Bhimgarh Fort, generally known as the Reasi Fort, is near Reasi, a town approximately 64 km northwest of Jammu. The fort is on a hillock approximately 150 metres high. Initially, it was constructed of clay by Rajput king Bhimdev Rasyal Of Reasi . Later on one of the heirs of Raja Rishipal Rana, reconstructed it using stone. It was used by the royal family members for taking shelter during emergencies. The construction of a new fort at the site was started by Rajput Raja Gulab Singh of Jammu in 1817 and continued till 1841. The construction and consolidation of Bhimgarh fort was further advanced by the advent of General Zorawar Singh. The renovation of the fort was started by Gulab Singh of Jammu and Kashmir in 1817 and continued till 1841. A new entry gate and a stone wall one m wide and 50 m long was built all around, thereby making it less vulnerable to attacks.

The main entry gate is made of Baluka stones with Architecture of carving. The front wall has loopholes. This has a statue of the Goddess Mahakali and of God Hanuman.     

The fort has a temple, a pond, rooms of different sizes, armoury and treasury. After the death of Maharaja Gulab Singh, his heir Maharaja Ranbir Singh and Maharaja Pratap Singh used Bhimgarh Fort as a treasury and armoury. During Maharaja Hari Singh's rule an English minister ordered that the armoury be destroyed and shifted the treasury to Jammu.
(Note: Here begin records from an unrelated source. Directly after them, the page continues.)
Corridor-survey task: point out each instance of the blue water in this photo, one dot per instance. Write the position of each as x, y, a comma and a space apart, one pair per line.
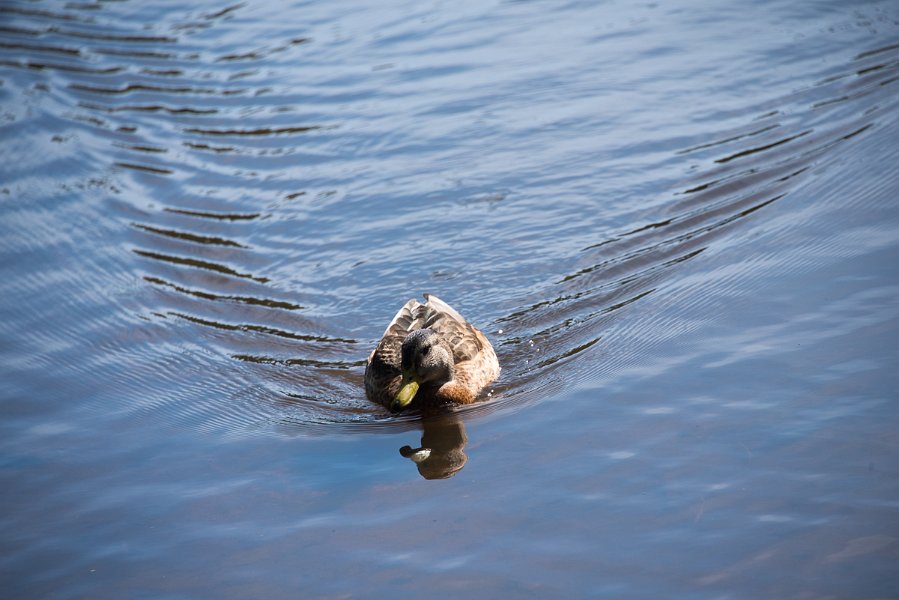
677, 222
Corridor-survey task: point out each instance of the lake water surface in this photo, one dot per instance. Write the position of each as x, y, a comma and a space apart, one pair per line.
677, 221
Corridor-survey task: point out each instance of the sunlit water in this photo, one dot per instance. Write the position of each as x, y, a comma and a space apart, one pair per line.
678, 223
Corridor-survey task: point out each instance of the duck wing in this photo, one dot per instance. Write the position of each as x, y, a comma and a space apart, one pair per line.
465, 340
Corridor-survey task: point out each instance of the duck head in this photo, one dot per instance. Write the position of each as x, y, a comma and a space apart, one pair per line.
427, 361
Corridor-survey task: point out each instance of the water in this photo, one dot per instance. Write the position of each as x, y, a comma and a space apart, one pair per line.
677, 223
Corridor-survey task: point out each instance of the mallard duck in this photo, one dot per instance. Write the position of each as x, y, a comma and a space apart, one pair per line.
429, 355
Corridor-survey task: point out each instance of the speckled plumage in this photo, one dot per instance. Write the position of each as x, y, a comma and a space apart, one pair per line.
474, 361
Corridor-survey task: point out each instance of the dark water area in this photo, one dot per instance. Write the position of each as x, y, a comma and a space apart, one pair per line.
677, 222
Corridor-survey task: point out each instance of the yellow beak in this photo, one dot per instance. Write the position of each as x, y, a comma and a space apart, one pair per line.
407, 392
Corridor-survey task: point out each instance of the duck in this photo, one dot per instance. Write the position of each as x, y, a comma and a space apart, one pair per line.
429, 356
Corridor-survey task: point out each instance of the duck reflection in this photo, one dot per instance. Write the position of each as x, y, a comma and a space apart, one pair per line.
442, 451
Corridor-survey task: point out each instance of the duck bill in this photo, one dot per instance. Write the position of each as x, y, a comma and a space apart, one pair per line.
404, 397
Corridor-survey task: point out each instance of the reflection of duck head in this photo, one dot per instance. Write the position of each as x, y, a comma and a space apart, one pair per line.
441, 453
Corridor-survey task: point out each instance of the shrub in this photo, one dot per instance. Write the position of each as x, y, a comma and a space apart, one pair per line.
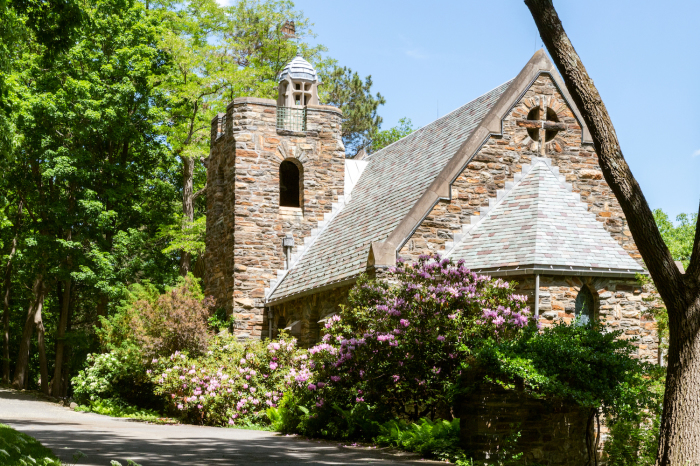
396, 347
175, 321
118, 375
436, 439
233, 383
579, 363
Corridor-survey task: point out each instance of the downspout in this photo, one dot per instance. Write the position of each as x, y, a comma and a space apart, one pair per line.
537, 297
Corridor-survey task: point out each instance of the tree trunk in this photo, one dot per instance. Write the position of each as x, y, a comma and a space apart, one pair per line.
187, 208
679, 442
41, 344
21, 368
7, 283
60, 343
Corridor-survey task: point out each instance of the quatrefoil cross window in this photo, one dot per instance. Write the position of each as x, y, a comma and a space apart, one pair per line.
542, 124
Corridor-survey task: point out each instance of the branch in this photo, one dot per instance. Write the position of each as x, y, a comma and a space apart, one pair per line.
694, 265
199, 193
617, 173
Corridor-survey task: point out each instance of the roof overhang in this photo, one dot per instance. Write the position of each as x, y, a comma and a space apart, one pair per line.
559, 270
384, 253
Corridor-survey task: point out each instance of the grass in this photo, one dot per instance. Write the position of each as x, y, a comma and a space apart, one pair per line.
18, 449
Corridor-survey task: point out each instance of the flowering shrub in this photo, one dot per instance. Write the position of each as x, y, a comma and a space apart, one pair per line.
400, 347
232, 383
117, 375
174, 321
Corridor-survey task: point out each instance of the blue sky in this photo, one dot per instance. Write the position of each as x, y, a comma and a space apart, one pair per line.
428, 58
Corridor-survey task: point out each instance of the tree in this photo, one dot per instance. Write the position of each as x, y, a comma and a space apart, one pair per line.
218, 54
389, 136
679, 239
679, 441
347, 91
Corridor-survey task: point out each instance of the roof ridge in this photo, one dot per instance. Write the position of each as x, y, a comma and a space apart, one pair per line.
437, 119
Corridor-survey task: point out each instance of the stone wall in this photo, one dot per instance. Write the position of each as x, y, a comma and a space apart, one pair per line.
502, 156
621, 304
245, 223
309, 310
496, 424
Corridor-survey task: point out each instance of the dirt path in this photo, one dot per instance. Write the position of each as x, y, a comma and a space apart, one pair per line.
104, 438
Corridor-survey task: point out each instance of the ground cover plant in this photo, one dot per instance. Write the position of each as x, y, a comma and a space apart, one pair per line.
394, 351
18, 449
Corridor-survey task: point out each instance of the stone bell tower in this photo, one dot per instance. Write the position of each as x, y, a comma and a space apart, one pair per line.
274, 169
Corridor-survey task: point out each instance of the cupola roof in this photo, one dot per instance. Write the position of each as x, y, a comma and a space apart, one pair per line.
299, 69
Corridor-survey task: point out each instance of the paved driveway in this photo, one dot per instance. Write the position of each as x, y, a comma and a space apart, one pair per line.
104, 438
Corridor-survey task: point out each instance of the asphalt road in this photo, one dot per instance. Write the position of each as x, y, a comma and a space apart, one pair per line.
103, 438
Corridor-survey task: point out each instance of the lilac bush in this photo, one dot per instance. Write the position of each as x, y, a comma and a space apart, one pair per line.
400, 346
233, 383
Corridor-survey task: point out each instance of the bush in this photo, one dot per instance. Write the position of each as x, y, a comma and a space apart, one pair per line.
438, 439
579, 363
118, 375
175, 321
397, 347
232, 384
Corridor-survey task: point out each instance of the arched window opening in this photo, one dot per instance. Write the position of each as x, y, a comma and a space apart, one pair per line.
290, 183
585, 306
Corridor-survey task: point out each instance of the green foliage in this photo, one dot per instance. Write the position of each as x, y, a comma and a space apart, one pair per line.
117, 375
389, 136
231, 384
347, 91
435, 439
18, 449
634, 432
397, 347
579, 363
117, 408
220, 320
679, 237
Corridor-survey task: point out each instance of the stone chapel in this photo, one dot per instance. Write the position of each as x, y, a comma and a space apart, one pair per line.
509, 182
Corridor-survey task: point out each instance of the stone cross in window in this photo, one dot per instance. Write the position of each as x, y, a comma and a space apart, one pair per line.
542, 124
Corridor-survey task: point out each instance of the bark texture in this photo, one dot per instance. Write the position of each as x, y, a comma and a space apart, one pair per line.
7, 283
187, 208
680, 424
56, 385
21, 368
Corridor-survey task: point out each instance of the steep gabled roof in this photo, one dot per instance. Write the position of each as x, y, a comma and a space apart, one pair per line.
540, 224
395, 178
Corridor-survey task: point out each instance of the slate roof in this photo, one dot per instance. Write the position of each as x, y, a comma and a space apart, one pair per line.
540, 223
299, 68
392, 183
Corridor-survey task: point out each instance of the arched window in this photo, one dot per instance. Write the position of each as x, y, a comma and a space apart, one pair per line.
290, 184
585, 306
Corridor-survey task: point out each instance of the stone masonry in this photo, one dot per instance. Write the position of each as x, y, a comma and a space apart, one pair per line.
245, 223
502, 156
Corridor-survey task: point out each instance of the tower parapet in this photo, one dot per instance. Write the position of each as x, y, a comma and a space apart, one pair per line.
267, 181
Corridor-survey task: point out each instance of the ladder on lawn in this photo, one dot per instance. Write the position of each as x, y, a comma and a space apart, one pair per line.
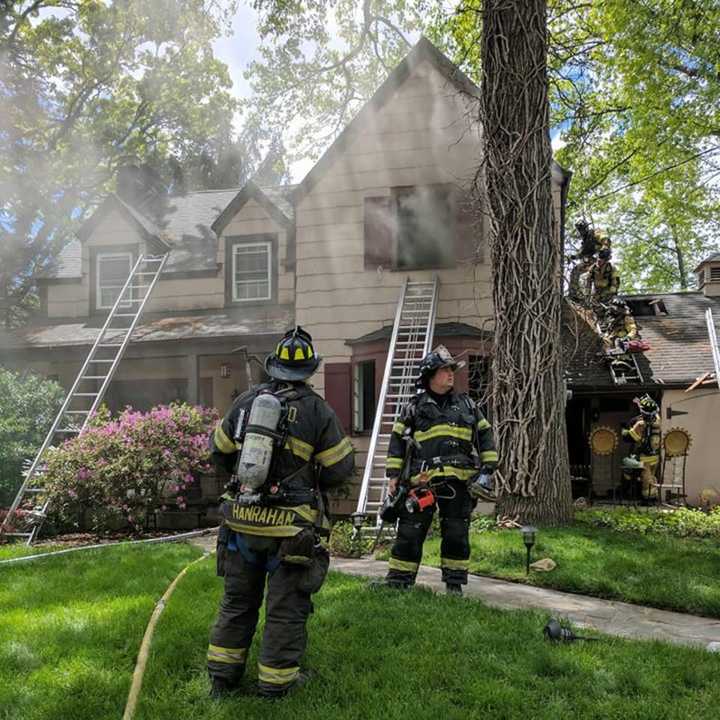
411, 340
29, 509
713, 343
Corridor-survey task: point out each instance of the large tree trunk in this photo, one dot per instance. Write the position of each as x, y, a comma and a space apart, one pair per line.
528, 400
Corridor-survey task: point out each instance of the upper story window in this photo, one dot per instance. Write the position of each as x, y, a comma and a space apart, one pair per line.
252, 271
111, 273
363, 399
425, 227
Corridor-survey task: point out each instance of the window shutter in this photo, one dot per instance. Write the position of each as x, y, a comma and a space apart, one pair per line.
468, 236
379, 231
338, 391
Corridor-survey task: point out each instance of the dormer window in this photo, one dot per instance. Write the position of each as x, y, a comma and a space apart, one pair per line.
251, 269
111, 273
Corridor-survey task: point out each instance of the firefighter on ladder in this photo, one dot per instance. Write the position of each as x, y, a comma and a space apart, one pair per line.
591, 242
453, 439
604, 278
274, 532
645, 434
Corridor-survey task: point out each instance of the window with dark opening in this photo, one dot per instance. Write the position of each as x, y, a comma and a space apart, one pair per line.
646, 308
425, 227
363, 395
479, 367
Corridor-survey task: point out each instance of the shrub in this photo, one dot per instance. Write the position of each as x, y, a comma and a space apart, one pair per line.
681, 522
118, 471
28, 406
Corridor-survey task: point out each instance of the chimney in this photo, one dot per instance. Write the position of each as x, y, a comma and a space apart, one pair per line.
708, 275
141, 187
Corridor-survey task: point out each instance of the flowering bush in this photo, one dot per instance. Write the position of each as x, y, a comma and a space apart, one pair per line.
120, 470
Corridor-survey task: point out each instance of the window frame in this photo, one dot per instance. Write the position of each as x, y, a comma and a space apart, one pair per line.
359, 392
231, 242
396, 194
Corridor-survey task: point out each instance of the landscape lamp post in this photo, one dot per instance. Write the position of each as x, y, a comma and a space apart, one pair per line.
528, 532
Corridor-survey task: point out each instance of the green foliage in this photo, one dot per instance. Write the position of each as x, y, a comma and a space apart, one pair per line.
344, 542
683, 522
28, 406
119, 471
88, 86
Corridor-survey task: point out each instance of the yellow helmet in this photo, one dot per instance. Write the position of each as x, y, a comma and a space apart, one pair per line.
294, 357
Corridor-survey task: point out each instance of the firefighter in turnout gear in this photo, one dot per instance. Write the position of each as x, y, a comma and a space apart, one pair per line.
591, 242
620, 326
274, 531
645, 434
605, 278
455, 453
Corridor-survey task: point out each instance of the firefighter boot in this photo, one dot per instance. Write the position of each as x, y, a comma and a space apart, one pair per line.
222, 688
267, 693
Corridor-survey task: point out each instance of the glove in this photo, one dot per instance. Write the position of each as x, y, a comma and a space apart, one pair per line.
483, 487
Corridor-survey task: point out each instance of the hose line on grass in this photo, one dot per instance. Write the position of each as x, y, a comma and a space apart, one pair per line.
144, 652
165, 538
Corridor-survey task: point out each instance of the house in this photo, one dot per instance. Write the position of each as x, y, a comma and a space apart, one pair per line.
680, 353
388, 200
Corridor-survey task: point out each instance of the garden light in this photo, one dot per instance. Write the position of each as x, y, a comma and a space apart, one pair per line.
528, 532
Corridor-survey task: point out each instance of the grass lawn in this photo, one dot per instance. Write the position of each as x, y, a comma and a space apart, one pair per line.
71, 626
657, 570
383, 655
Bhimgar Fort was handed over to the Jammu and Kashmir State Archaeology Department in 1989 on the orders of the state government. In 1990, the fort was renovated by the Vaishno Devi Sthapna Board. The surrounding areas were given a facelift with the construction of gardens and pathways. The fort was then opened to the public. Though, the fort is devastated by the earthquakes and lack of maintenance, it stands out as an important landmark in the town.